# International 784 hydraulic problems



## Fish4u (Mar 20, 2013)

When back hydraulics are up it takes the pressure away from the front, which makes the front end loader unusable.

When the back is down, the front hydraulics work perfectly.

We have checked the hydraulic pump & put in new gasket, valve under the seat replaced.
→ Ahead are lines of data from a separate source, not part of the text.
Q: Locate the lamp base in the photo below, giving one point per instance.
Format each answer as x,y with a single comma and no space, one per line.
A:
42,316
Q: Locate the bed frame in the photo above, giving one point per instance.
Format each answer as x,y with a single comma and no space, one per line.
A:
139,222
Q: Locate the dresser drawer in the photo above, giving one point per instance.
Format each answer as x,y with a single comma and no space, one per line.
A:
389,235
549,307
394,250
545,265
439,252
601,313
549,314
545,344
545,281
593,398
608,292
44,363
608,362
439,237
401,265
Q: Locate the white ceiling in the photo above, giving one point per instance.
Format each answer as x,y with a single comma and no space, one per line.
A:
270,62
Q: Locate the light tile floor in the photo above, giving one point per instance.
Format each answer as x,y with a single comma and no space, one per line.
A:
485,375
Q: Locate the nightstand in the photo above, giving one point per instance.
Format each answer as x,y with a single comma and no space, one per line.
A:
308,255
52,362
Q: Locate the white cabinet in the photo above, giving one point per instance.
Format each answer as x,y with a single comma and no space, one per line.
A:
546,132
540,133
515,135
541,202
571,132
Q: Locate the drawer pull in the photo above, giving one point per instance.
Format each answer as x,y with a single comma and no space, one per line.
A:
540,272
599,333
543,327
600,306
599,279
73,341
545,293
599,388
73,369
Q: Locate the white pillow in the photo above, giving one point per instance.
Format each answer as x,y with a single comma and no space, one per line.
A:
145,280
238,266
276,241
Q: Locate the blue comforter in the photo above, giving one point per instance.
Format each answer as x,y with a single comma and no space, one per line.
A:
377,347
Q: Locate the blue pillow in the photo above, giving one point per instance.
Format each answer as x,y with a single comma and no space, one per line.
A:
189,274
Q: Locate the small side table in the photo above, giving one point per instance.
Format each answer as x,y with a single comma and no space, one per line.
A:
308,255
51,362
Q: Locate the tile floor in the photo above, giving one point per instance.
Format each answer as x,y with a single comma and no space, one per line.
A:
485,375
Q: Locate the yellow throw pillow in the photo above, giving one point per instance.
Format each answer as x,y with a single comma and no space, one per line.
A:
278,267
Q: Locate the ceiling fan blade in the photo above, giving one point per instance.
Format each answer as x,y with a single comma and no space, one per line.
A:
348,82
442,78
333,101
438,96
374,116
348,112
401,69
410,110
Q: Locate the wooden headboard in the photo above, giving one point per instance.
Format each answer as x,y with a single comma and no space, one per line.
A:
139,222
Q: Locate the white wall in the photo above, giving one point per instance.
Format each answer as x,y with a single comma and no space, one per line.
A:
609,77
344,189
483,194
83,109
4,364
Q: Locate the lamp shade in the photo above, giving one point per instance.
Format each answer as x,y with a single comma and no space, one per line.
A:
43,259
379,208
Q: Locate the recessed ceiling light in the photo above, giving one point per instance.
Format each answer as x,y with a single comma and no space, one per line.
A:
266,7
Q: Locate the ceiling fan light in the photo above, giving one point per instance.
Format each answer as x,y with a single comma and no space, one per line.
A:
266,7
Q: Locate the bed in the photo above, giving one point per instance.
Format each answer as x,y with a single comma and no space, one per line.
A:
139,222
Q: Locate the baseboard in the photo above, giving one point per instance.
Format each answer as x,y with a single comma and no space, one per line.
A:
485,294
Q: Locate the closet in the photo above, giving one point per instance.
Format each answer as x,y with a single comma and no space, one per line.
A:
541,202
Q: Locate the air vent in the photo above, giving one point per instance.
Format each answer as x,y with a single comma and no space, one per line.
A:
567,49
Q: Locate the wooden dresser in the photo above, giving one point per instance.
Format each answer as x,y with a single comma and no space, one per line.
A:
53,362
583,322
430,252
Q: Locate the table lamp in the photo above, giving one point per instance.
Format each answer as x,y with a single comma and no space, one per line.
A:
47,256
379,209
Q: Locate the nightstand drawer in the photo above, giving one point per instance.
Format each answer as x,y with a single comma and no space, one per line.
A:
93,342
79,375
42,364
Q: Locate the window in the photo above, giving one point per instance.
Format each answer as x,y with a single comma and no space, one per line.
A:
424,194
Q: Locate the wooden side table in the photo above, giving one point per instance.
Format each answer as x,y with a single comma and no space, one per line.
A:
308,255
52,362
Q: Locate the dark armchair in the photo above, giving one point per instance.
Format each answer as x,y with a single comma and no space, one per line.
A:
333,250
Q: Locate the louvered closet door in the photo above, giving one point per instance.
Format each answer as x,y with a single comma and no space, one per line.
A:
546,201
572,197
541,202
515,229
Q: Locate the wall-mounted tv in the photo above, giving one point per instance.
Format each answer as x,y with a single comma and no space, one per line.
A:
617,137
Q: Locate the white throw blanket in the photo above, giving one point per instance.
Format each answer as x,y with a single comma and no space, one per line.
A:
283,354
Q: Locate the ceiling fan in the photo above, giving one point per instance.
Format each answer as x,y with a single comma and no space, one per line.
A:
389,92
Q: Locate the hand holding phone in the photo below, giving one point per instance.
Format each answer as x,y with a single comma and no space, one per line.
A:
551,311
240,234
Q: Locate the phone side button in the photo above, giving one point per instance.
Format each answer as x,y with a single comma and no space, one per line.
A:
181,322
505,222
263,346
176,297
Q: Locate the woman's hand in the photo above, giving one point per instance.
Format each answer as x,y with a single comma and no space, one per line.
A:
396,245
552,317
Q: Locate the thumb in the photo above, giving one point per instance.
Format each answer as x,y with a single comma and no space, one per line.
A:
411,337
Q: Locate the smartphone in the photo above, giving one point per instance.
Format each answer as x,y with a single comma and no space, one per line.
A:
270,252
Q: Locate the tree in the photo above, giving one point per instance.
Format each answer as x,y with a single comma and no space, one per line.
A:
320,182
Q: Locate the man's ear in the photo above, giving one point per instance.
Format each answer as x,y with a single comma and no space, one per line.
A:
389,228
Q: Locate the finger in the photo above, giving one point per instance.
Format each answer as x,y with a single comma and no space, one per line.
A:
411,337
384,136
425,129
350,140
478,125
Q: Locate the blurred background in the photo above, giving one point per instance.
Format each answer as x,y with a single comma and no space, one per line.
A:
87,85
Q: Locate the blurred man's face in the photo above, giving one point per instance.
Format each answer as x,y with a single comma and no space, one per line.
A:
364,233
New oil filter and new oil. 
All suggestions welcomed, thanks


----------



## cyrush (Apr 20, 2010)

Hi, welcome to the forum!!

Which valve?? Under the seat have you replaced??

How is loader piped up?? Using the HPCO ( high pressure carry over) ?? Or supplied by an auxiliary valve on the tractor??

Is it a 2 line system (supply and loop return) or a3 line system?? ( supply & return + dump return) ??


----------



## Fish4u (Mar 20, 2013)

*International 784*

Thanks for replying, we replaced the dump valve that goes on top of the 3 point linkage under the seat.
It is standard IT sandwich valves, all assistance appreciated, it has everyone here stumped.


----------



## cyrush (Apr 20, 2010)

Near the valve you replaced are 4 large bolt heads??, put a spanner on them and see if any are loose??

Again?? How is loader piped up ??


----------